A TURMA DO BARULHO
Acordei-me com os gritos das palavras querendo vir para a folha. Pulavam do lado de fora me roubando o sono. Fiquei indeciso. Elas resolveram me capturar e disseram que eu só voltaria a dormir se fizesse o que elas queriam. Eram quatro horas da manhã de um domingo qualquer. _ O que querem? Perguntei-lhes. Elas disseram que gostariam que fossem usadas com mais respeito, e que cada vez que eu as depositassem numa frase, as escolhessem, também, pelas suas sonoridades. _Tudo bem! Concordei.
A primeira a ser atendida foi a VIDA. Falou, falou e não disse nada. Eu já sabia dos seus significados e nem levei em consideração os sons ouvidos. Quando ela notou que eu estava desprezando-a, apresentou sua filha, a morte. Eu então fui logo fazendo o procedimento. Sua primeira sílaba representa o olhar de quem vê: VÍ... a segunda de quem se dispõe a ajudar: DÁ... Saíram satisfeitas e escapei por pouco.
A segunda palavra foi sono. _ Ah, é de você que preciso, disse-lhe.
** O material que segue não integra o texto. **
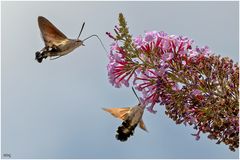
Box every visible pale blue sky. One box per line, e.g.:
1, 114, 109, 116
1, 2, 239, 158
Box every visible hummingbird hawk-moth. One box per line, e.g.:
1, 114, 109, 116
103, 90, 147, 141
35, 16, 107, 63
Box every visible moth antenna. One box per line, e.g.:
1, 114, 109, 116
77, 22, 85, 39
50, 56, 62, 60
132, 87, 141, 103
82, 34, 108, 54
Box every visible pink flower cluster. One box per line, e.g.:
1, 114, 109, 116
107, 31, 210, 113
107, 21, 239, 151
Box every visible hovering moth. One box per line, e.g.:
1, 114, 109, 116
35, 16, 106, 63
103, 90, 147, 141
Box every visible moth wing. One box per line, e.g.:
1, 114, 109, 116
103, 107, 131, 120
139, 119, 148, 132
38, 16, 68, 47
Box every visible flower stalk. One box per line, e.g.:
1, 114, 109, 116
107, 13, 239, 151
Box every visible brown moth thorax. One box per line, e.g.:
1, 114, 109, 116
35, 16, 85, 63
116, 104, 144, 141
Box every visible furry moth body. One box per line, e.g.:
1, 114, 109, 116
103, 104, 147, 141
35, 16, 85, 63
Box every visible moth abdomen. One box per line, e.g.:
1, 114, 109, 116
116, 120, 137, 141
35, 51, 48, 63
35, 52, 43, 63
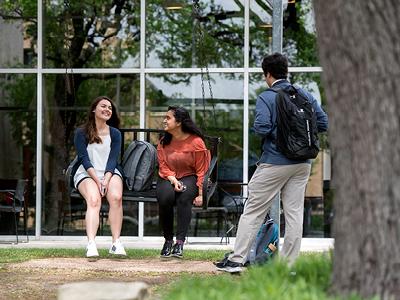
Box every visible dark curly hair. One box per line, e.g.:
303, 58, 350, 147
160, 106, 204, 146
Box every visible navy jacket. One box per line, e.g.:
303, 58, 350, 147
254, 80, 328, 165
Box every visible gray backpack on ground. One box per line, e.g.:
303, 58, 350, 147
122, 141, 157, 192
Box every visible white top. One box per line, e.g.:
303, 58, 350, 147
74, 134, 121, 188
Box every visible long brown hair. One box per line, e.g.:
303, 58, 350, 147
82, 96, 120, 144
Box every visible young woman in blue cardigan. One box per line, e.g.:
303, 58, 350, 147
74, 96, 126, 257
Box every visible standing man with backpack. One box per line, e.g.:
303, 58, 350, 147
216, 53, 328, 273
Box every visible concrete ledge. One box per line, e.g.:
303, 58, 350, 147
57, 281, 149, 300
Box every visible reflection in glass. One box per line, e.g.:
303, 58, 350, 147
0, 1, 37, 68
42, 74, 139, 235
44, 0, 140, 68
283, 0, 319, 67
249, 73, 332, 237
249, 0, 319, 67
0, 74, 36, 235
146, 0, 244, 68
249, 1, 272, 67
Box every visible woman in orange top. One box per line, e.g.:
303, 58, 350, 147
157, 106, 210, 258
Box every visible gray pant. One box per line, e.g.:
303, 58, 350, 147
229, 163, 311, 263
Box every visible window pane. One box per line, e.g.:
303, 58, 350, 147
146, 0, 244, 68
249, 73, 332, 237
0, 74, 36, 235
249, 1, 272, 67
42, 74, 139, 235
145, 73, 243, 236
283, 0, 319, 67
44, 0, 140, 68
0, 1, 37, 68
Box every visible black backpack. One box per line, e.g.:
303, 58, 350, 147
122, 141, 157, 191
269, 85, 319, 160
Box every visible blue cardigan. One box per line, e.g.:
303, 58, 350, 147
254, 80, 328, 165
73, 126, 122, 175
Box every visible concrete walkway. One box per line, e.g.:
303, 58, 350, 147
0, 236, 334, 252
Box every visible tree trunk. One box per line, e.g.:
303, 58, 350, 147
314, 0, 400, 299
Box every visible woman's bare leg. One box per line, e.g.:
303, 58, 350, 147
78, 178, 101, 241
106, 175, 123, 242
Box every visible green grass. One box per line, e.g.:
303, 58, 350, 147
0, 248, 225, 264
162, 254, 361, 300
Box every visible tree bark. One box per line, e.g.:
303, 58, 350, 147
314, 0, 400, 299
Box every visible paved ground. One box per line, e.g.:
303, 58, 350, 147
0, 258, 219, 300
0, 236, 334, 252
7, 258, 216, 273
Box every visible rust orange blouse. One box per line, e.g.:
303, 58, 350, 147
157, 135, 211, 189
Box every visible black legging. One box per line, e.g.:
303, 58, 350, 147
157, 175, 199, 241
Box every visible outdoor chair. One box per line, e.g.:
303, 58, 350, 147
0, 179, 29, 244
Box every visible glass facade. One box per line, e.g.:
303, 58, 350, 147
0, 0, 326, 237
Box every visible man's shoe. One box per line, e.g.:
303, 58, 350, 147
160, 241, 173, 258
108, 239, 126, 256
86, 240, 99, 257
171, 243, 183, 258
215, 258, 243, 273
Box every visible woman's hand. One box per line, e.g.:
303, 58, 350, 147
193, 195, 203, 206
168, 176, 183, 192
100, 172, 112, 197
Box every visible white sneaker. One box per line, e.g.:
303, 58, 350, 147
86, 240, 99, 257
108, 239, 126, 256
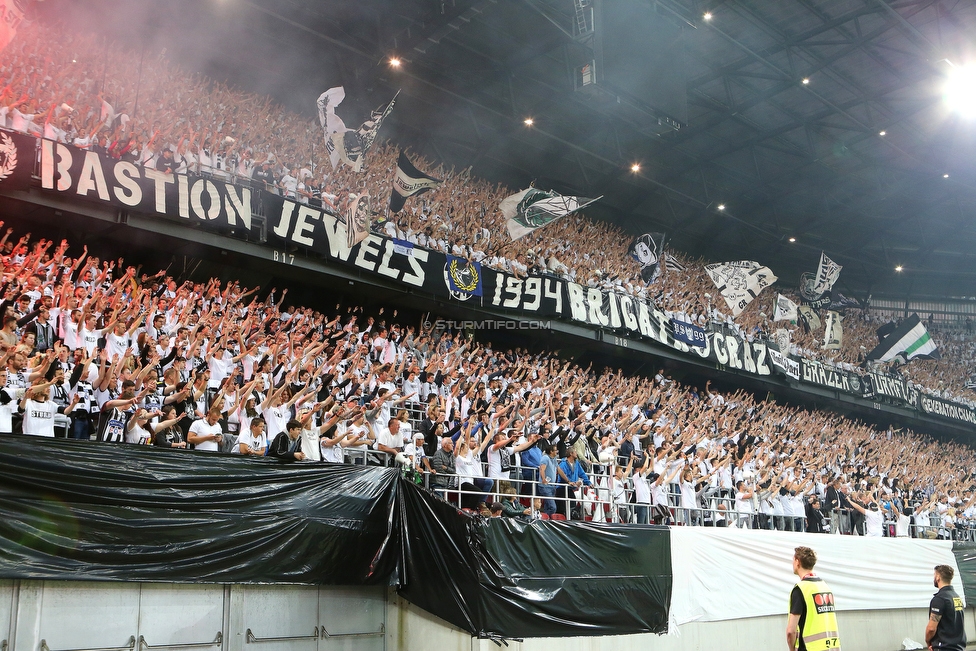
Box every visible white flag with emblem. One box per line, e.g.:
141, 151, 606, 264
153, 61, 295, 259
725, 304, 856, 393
773, 294, 796, 321
705, 260, 776, 316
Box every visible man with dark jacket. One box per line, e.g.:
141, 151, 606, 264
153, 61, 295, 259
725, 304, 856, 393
268, 420, 305, 461
823, 477, 844, 533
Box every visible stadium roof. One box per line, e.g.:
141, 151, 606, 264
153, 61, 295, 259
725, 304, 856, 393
39, 0, 976, 298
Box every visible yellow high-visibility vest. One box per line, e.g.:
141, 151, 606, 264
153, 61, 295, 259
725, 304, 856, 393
796, 576, 840, 651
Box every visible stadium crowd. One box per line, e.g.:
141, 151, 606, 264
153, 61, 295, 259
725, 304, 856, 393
0, 229, 976, 536
0, 23, 976, 405
0, 17, 976, 536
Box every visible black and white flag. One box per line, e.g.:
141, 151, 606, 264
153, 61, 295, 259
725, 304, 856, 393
773, 328, 792, 355
390, 151, 443, 212
345, 192, 370, 248
705, 260, 776, 317
773, 294, 797, 321
630, 233, 664, 283
813, 251, 843, 297
823, 310, 844, 350
796, 305, 821, 332
315, 86, 349, 169
498, 188, 603, 240
316, 86, 400, 172
664, 251, 687, 271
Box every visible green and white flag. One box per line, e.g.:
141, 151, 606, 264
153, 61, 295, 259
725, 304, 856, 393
498, 188, 603, 240
868, 314, 942, 362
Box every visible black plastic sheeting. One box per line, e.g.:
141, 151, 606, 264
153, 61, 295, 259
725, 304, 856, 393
0, 436, 672, 637
0, 436, 399, 584
952, 542, 976, 607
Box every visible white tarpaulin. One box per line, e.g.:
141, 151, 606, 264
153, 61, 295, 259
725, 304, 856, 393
671, 527, 962, 635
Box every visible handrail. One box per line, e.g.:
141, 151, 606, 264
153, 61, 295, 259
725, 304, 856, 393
321, 624, 386, 640
245, 626, 319, 644
41, 635, 136, 651
139, 631, 224, 651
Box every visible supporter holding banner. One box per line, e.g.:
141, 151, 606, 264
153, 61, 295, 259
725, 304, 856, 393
390, 151, 443, 213
773, 294, 796, 321
629, 233, 664, 283
705, 260, 776, 317
498, 187, 603, 240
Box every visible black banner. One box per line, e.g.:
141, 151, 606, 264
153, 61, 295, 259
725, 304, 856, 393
800, 359, 864, 396
867, 373, 919, 408
918, 391, 976, 425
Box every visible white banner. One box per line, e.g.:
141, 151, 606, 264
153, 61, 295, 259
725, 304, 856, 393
671, 527, 963, 639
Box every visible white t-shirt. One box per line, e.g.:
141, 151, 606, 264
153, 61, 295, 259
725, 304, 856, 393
261, 405, 290, 440
864, 509, 884, 538
190, 418, 222, 452
319, 423, 346, 463
634, 475, 651, 505
24, 398, 58, 438
231, 427, 268, 454
454, 448, 485, 479
125, 422, 152, 445
302, 428, 322, 461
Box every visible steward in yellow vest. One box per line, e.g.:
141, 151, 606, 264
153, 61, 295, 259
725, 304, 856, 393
786, 547, 840, 651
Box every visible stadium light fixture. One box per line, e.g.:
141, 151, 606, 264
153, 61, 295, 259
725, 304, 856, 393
944, 63, 976, 118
Eu quis saber por que ela não está cumprindo com seu papel nas minhas madrugas. Ela disse que seu departamento era somente existir. Se eu quisesse inseri-la mais tempo nos meus olhos, falasse com o departamento de cotas. É lá que se define a quantidade por dia para cada vivente. Ela estava ali para ser analisada foneticamente. Eu disse que sua sonorização não é a das mais interessantes. O primeiro som corresponde a algo que se presta à individualidade. Quem está dormindo está SÓ, com cara de SON. A segunda divisão representa as amarras dos pesadelos. Vem daí sua vocação para roubar o N do NÓ para ficar posando de SON. Ela não entendeu bem, mas foi empurrada pela fila que andava.
As outras palavras vibraram. Foi esta a próxima que entrou no meu consultório. VIBRARAM vinha vibrando. Parecia que havia um terremoto em andamento. Era tanta vibração em VIBRARAM que tapei os ouvidos. O encontro consonantal rasgava meus tímpanos. Essa cumpriu com seu papel e logo saiu do jeito que entrou: vibrando.
Em seguida chegou o nome FEIRA com um balaio a tiracolo. Sua sonoridade era perturbadora, disse-lhe. Ninguém pode ouvi-la sem pensar no burburinho que ela significa. Disse-lhe que precisava segurar o R para não se tornar FEIA. Mesmo não sendo muito apreciável esteticamente, o que segurava sua superioridade em comparação com a FEIA era esse R que ela não dava muita importância. Ela chorou por nunca ter percebido o quanto estava prestes a ser rebaixada na vida social que levava. Achava-se linda e agora com a iminência de se tornar feia, só terapia para lhe salvar.
Eu já estava ficando cansado de tantas outras palavras que chegavam para análise. Foi então que me veio a ideia de requisitar CAM BU RÃO. Com a sirene ligada ela espantou as demais palavras delinquentes que estavam ali somente para tumultuar. Consegui relaxar e aí foi fácil: juntei o DOR com o MIR, e me enrolei com o LEN e o ÇOL.